Maternal cell phone use in early pregnancy and child's language, communication and motor skills at 3 and 5 years: The Norwegian Mother and Child Cohort Study (MoBa)
BMC Public Health Sep 12, 2017
Papadopoulou E, et al. - This study assessed the impact of maternal cell phone use in pregnancy on childÂs language, communication and motor skills at 3 and 5 years. At three years, the risk of low language and motor skills was found to be decreased in association with prenatal cell phone use, which might be explained by enhanced maternal-child interaction among cell phone users. There was no evidence that prenatal cell phone use has adverse neurodevelopmental impacts.
Methods
- Researchers performed a prospective study including 45,389 mother-child pairs, participants of the MoBa, recruited at mid-pregnancy from 1999 to 2008.

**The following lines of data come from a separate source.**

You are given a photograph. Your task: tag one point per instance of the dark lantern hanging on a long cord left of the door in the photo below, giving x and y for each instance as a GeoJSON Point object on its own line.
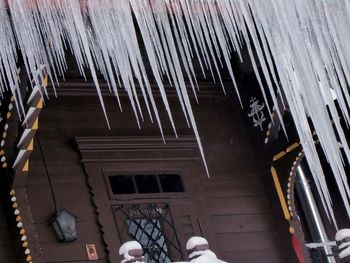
{"type": "Point", "coordinates": [64, 224]}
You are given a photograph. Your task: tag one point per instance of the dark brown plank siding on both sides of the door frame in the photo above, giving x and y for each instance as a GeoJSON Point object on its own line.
{"type": "Point", "coordinates": [230, 208]}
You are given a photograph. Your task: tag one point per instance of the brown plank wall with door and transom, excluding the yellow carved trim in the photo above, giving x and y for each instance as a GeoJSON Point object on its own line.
{"type": "Point", "coordinates": [122, 182]}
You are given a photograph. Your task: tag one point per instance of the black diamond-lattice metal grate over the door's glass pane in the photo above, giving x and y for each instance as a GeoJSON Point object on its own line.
{"type": "Point", "coordinates": [152, 226]}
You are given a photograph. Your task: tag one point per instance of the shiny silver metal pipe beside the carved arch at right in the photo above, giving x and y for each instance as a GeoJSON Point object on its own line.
{"type": "Point", "coordinates": [313, 218]}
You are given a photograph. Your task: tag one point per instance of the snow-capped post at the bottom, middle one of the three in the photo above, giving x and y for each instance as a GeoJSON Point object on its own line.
{"type": "Point", "coordinates": [198, 251]}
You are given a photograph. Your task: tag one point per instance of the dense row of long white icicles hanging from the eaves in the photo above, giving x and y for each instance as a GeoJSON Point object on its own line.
{"type": "Point", "coordinates": [302, 47]}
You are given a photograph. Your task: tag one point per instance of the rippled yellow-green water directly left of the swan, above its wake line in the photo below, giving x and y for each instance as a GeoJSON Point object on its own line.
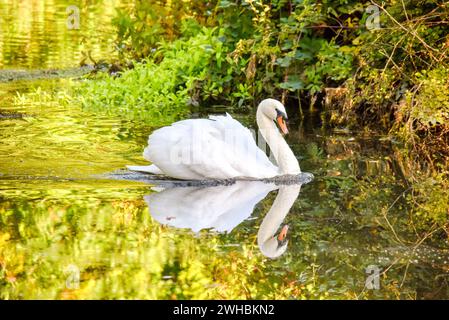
{"type": "Point", "coordinates": [59, 140]}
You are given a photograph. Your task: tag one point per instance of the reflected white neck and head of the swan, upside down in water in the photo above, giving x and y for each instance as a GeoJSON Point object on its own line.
{"type": "Point", "coordinates": [266, 239]}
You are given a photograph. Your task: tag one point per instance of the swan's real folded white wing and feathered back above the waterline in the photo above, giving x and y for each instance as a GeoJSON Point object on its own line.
{"type": "Point", "coordinates": [218, 148]}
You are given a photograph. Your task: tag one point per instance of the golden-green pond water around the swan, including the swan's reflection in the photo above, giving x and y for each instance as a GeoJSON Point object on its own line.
{"type": "Point", "coordinates": [71, 229]}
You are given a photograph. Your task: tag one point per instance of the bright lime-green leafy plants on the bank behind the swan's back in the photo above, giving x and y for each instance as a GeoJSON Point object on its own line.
{"type": "Point", "coordinates": [156, 92]}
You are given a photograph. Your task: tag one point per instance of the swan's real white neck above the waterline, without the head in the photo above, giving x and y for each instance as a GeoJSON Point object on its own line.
{"type": "Point", "coordinates": [285, 159]}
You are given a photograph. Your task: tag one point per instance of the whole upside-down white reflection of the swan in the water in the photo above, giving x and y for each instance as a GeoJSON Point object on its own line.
{"type": "Point", "coordinates": [223, 207]}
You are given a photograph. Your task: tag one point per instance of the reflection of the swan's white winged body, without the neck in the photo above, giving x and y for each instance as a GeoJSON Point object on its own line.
{"type": "Point", "coordinates": [221, 208]}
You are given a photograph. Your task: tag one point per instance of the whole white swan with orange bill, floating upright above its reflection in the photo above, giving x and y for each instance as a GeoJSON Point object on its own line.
{"type": "Point", "coordinates": [220, 147]}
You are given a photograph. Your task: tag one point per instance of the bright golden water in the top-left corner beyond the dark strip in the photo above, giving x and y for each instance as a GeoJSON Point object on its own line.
{"type": "Point", "coordinates": [34, 33]}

- Using questionnaires, they assessed the maternal frequency of cell phone use in early pregnancy and child language, communication and motor skills at 3 and 5 years.
- They also used logistic regression to estimate the links.
Results
- Findings demonstrated that no cell phone use in early pregnancy was reported by 9.8% of women, while 39%, 46.9% and 4.3% of the women were categorized as low, medium and high cell phone users.

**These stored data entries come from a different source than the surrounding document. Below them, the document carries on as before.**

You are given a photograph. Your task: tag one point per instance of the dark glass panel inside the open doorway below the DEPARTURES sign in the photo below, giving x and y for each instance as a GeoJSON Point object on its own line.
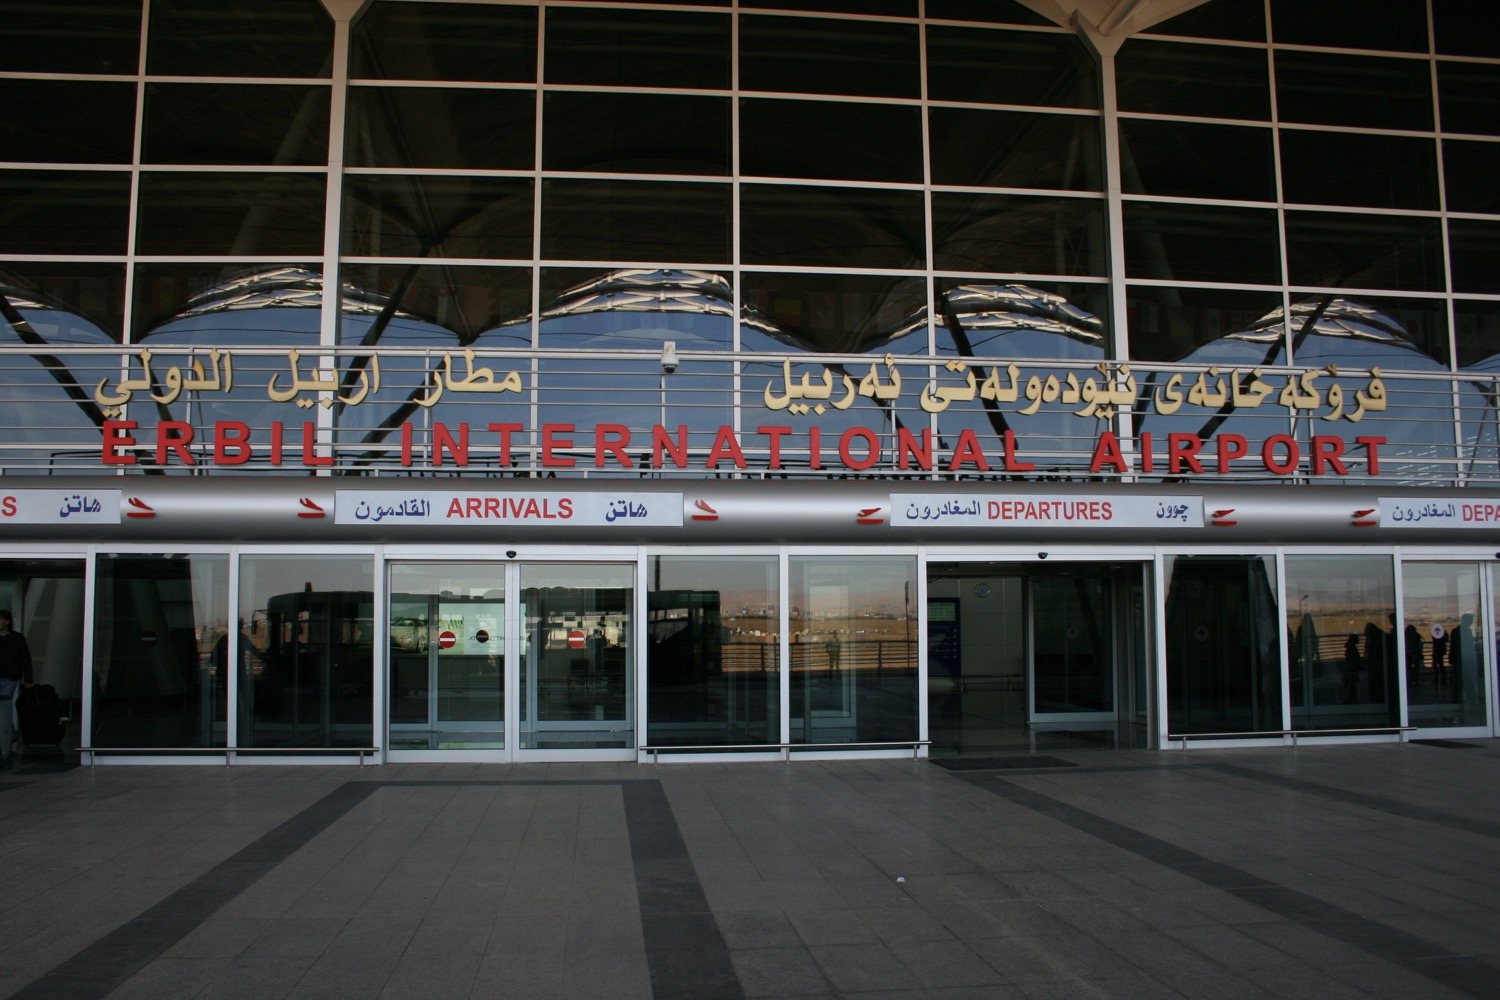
{"type": "Point", "coordinates": [1073, 644]}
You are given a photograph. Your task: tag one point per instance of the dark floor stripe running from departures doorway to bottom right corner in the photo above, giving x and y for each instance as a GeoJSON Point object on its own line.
{"type": "Point", "coordinates": [1427, 959]}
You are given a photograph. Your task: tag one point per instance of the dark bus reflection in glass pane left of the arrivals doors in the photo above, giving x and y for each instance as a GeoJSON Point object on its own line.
{"type": "Point", "coordinates": [307, 680]}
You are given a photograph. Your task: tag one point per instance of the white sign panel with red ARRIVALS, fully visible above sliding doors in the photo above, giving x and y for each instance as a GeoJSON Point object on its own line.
{"type": "Point", "coordinates": [478, 507]}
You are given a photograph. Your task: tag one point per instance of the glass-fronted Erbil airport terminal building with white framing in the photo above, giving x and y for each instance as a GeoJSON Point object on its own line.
{"type": "Point", "coordinates": [593, 380]}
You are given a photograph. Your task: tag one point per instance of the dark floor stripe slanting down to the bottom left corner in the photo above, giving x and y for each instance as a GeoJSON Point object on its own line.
{"type": "Point", "coordinates": [104, 966]}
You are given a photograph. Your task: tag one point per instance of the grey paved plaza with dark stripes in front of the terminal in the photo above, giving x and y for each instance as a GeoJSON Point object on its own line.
{"type": "Point", "coordinates": [1331, 872]}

- Researchers observed that children of cell phone user mothers had 17% (OR = 0.83, 95% CI: 0.77, 0.89) lower adjusted risk of having low sentence complexity at 3 years, compared to children of non-users.

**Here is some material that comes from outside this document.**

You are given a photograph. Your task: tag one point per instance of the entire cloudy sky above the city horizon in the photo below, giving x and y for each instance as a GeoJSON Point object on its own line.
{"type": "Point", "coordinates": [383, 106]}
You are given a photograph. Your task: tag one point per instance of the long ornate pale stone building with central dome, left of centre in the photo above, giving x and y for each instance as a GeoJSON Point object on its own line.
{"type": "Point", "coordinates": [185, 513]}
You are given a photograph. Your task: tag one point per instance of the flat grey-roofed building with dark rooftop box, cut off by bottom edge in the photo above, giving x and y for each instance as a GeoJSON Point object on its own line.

- They noted that the risk was 13%, 22% and 29% lower by low, medium and high maternal cell phone use.
- Additionally, data revealed that children of cell phone users had lower risk of low motor skills score at 3 years, compared to children of non-users, but this association was not found at 5 years.
- Researchers found no association between maternal cell phone use and low communication skills.